We had 1,600 feet of cinderblock fence that surrounded our Los Angeles house that desparately needed painting. I was ready to get started on what I had decided would be our epic new project. It would be the best backyard Los Angeles fence painting boot camp ever. When I told my husband about it, he was hesitant.
“Let’s just hire someone,” he suggested.
I would have none of that. This whole fence painting project would be a bonding experience for our relationship as well as an effective upper body workout. I pled my case and my husband agreed to try it my way. “Try” was the operative word.

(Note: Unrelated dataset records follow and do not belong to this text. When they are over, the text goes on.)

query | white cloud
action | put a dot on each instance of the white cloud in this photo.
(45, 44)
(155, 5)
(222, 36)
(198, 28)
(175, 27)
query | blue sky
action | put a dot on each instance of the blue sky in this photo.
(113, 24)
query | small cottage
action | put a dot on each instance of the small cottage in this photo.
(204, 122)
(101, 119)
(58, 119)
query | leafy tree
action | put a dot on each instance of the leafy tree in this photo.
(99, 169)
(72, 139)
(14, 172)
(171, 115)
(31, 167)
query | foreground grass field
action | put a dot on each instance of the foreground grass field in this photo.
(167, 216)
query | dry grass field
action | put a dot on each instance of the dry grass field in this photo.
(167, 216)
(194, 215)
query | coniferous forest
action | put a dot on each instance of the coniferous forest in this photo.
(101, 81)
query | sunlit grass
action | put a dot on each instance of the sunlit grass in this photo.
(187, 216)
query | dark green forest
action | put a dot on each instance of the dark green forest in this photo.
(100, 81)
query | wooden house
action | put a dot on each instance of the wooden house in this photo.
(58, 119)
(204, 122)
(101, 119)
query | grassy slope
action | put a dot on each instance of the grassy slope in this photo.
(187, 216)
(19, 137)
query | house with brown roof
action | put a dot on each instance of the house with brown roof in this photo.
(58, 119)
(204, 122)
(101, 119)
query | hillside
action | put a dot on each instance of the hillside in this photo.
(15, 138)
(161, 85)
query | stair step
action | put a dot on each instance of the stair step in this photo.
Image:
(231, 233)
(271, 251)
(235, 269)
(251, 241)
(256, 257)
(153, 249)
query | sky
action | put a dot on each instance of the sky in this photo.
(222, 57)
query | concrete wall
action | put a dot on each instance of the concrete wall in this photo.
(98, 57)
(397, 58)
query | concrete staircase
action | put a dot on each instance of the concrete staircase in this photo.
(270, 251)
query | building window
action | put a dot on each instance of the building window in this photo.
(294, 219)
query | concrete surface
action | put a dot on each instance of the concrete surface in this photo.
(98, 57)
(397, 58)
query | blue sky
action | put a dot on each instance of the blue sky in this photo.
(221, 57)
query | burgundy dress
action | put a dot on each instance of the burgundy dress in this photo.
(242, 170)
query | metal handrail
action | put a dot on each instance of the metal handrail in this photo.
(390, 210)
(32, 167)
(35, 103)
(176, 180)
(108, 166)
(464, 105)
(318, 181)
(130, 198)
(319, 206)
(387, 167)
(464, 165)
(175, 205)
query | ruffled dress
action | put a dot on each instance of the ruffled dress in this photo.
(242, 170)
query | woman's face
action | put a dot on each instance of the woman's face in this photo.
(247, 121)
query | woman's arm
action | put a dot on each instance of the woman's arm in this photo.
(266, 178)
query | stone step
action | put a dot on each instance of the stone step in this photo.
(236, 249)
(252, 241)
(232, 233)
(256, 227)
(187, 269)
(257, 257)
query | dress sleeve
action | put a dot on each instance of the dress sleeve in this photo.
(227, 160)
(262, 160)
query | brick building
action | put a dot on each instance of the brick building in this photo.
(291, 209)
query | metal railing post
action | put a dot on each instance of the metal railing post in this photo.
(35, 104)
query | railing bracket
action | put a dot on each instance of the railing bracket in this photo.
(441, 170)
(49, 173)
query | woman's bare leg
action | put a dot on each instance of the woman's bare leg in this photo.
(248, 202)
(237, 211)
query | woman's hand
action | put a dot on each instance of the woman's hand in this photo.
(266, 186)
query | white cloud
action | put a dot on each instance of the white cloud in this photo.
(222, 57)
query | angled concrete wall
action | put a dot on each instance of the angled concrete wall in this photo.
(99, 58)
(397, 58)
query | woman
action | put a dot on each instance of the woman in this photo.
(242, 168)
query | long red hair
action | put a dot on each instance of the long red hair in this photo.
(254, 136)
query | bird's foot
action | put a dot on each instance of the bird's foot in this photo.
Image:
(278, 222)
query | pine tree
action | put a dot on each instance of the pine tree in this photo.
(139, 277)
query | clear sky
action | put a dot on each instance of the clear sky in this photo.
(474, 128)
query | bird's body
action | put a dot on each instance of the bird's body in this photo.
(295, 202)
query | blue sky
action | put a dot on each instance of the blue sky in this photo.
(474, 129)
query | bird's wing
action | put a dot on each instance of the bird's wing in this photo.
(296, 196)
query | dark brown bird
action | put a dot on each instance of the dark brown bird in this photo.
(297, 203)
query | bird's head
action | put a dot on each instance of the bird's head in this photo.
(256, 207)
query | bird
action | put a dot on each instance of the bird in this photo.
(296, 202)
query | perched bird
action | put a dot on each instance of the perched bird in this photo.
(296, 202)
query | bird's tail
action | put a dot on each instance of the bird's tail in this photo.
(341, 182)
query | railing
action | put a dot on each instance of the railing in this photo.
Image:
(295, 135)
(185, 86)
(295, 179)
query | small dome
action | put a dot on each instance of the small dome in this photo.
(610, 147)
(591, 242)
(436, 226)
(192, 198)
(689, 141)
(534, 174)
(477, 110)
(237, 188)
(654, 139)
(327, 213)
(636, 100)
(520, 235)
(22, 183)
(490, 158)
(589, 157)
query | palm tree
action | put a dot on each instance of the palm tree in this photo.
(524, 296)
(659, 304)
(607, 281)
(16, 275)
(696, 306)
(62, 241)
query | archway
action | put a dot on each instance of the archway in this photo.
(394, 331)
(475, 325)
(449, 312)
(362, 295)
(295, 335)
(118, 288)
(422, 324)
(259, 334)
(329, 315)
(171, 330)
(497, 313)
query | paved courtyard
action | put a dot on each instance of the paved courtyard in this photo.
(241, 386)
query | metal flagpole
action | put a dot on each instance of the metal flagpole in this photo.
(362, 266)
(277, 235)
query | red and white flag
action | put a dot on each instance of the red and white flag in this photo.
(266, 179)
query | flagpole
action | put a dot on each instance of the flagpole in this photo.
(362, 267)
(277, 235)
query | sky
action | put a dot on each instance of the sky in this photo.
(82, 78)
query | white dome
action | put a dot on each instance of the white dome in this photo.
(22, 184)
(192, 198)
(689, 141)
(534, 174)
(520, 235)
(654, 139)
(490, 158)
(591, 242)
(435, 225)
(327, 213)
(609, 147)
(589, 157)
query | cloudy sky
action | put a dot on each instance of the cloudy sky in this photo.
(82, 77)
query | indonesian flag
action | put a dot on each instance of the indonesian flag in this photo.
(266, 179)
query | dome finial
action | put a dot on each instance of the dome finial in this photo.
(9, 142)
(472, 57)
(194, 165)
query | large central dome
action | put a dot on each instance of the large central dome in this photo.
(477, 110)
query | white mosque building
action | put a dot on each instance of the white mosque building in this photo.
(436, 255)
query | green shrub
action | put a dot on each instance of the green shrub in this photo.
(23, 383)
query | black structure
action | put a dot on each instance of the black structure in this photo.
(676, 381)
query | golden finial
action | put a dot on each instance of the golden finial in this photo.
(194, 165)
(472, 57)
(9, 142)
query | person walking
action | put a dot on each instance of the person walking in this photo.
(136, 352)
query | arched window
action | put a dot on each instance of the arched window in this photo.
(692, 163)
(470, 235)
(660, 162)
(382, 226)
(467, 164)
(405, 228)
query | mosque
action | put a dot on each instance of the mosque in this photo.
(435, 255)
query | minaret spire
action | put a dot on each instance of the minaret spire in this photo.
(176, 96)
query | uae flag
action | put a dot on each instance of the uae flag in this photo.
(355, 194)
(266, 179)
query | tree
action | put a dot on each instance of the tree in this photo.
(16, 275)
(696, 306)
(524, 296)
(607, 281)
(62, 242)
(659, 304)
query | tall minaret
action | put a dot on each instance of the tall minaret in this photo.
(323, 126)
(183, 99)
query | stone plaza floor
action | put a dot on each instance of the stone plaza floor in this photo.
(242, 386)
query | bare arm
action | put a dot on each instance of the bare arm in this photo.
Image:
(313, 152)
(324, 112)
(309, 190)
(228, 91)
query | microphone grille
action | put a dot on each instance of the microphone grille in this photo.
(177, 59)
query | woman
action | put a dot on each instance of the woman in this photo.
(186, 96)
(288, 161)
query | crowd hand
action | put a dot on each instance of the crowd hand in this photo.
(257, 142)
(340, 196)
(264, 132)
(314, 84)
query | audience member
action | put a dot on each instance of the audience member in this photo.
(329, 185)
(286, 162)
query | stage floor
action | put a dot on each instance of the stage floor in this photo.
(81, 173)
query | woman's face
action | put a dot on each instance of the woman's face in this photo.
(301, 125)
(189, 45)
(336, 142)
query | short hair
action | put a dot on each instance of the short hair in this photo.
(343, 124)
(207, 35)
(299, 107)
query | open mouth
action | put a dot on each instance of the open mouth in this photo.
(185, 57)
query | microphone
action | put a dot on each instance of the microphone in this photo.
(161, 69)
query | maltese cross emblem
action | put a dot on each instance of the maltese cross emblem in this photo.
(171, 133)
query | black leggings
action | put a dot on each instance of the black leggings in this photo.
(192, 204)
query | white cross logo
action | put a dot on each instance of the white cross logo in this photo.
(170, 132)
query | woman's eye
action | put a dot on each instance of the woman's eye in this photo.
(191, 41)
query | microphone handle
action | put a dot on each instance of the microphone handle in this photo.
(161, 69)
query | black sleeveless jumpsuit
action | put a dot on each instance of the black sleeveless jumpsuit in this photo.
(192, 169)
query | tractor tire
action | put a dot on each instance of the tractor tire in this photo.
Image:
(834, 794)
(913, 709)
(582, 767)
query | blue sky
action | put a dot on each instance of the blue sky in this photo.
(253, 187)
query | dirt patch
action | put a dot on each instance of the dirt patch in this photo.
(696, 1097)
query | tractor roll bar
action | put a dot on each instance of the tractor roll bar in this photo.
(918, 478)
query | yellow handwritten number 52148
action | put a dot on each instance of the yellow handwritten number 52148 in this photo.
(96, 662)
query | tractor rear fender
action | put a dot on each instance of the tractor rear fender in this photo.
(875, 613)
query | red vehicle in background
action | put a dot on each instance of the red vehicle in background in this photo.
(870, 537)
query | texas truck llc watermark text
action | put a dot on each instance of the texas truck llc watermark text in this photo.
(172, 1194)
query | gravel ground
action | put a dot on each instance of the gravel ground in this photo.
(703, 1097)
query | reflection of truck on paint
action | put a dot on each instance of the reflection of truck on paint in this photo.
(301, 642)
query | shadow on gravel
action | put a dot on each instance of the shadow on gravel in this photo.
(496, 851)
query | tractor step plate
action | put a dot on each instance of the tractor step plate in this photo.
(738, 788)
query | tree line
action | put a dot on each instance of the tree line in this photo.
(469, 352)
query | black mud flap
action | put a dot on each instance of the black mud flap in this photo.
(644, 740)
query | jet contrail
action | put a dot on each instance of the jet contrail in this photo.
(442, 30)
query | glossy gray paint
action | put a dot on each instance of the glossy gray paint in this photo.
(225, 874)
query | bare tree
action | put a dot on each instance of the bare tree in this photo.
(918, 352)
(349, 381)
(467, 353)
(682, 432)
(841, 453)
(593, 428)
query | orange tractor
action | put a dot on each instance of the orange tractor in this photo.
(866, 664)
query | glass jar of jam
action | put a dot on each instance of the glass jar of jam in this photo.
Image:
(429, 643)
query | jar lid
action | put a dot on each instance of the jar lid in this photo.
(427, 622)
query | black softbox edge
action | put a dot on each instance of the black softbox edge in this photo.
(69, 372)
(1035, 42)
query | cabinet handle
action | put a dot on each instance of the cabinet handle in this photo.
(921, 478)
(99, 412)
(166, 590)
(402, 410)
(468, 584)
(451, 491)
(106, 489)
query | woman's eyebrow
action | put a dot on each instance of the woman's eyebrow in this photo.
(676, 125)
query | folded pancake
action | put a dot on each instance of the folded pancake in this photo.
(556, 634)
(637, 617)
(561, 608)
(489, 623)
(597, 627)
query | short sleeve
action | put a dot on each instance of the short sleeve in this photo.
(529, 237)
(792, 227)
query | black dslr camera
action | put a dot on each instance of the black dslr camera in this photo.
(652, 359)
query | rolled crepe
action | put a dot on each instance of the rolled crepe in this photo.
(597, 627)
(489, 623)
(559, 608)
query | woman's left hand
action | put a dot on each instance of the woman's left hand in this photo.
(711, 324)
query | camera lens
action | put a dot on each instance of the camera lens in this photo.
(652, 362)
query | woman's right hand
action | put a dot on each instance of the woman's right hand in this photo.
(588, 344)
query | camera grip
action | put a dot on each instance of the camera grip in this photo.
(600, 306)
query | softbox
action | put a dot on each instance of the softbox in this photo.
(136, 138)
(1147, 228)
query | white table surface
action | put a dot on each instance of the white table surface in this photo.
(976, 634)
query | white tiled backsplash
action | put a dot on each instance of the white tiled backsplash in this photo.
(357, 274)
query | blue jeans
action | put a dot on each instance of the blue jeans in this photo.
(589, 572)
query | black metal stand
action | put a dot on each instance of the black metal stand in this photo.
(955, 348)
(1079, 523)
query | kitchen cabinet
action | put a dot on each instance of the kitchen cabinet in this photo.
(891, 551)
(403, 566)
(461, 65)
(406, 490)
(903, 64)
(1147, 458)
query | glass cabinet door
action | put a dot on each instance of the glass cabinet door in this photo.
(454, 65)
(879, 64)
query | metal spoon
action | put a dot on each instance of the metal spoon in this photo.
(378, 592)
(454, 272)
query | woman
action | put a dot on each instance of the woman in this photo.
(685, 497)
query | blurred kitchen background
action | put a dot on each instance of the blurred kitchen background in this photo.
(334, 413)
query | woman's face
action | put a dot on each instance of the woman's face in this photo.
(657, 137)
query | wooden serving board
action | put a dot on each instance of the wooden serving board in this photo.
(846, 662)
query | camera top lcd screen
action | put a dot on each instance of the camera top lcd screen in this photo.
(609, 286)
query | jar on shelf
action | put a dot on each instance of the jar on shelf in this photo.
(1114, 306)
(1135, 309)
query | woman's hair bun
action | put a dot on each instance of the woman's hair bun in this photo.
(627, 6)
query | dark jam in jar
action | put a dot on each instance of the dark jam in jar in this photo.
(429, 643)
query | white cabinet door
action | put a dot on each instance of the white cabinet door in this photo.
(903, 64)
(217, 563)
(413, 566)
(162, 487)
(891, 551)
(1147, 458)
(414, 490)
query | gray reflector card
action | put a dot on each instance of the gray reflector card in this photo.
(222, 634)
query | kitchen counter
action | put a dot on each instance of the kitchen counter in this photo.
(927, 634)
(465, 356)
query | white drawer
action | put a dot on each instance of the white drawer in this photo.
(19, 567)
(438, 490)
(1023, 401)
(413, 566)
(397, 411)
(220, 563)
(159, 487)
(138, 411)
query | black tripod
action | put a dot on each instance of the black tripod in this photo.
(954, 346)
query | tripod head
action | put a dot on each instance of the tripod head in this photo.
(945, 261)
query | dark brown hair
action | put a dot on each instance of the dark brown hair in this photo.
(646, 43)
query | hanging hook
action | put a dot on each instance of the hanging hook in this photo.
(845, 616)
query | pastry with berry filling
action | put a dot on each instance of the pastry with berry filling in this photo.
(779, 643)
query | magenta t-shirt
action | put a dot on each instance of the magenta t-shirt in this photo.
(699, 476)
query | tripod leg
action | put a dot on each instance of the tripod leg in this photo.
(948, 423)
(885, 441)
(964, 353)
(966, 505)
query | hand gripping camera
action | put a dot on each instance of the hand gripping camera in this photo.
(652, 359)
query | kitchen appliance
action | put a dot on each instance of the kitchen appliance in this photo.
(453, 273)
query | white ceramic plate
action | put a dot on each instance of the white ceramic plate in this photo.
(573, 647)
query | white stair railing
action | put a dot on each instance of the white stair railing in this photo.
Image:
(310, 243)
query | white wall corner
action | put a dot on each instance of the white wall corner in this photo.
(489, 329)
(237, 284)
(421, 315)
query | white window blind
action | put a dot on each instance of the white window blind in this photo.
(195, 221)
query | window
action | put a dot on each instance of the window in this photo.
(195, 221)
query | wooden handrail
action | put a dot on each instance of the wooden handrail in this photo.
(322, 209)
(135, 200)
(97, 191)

After one hour of brushing the dark grey paint on the porous outdoor surface, we had made very little progress. I was in massive project hog heaven and began to imagine the months of hard work that would result in our new fence.
In my manual labor bliss, I didn’t notice that my husband disappeared. He returned from the house ten minutes later.
“George is on his way to drop off a paint gun.” George is our handyman who lives near downtown Los Angeles.
So much for my epic project. George was going to drive clear across all of Los Angeles to deliver us a paint gun. After a half hour, lo and behold, the paint gun arrived and my husband and I had completed one-third of the fence painting project in less than two hours.
I love a good project. Like my fence painting experience, though, I often dive in and mindlessly start grinding without first assessing the situation. I would have painted that fence for weeks without considering a more efficient option. Similarly, I regularly say yes to practically any opportunity in Los Angeles without first taking the time to really look at what they will require.
While I see this willingness to work hard as one of my positive traits, I also realize it can often get in the way of spending my time doing meaningful work.
How often do we scale mountains of Los Angeles National Forest (or any other mountain, for that matter) without first noticing that there is a valley path around the mountain that would take much less time and effort?
Working hard on a project is great for us — both mentally and physically, but working hard without first weighing your options and purposefully choosing your route is not. If I really think about it, I always want to give myself the information to choose to take the circuitous route or the shortcut. Information, in practically any situation, is helpful. I think that we all just need to be brave enough to take whatever information we can get as it comes, whether it informs our plans or it steers us toward something unexpected.
In short, I want to be purposeful about the way I spend my time in my life. My guess is that you might want this as well.
It’s highly likely that you are much more mindful than I am when you are taking on a new project or committing to something new. However, if you happen to be like me and you often say “yes” without thinking or jump into things without assessing the situation first, I encourage you to take heed of my fence painting experience.
In our Los Angeles home and in life, you can pick the paintbrush or the paint gun. Both get the job done, but the freedom comes in recognizing them both as your options from which to choose. Knowing is the price of admission. I encourage you all to allow yourself to choose either the paintbrush or the paint gun. Just choose wisely, friends.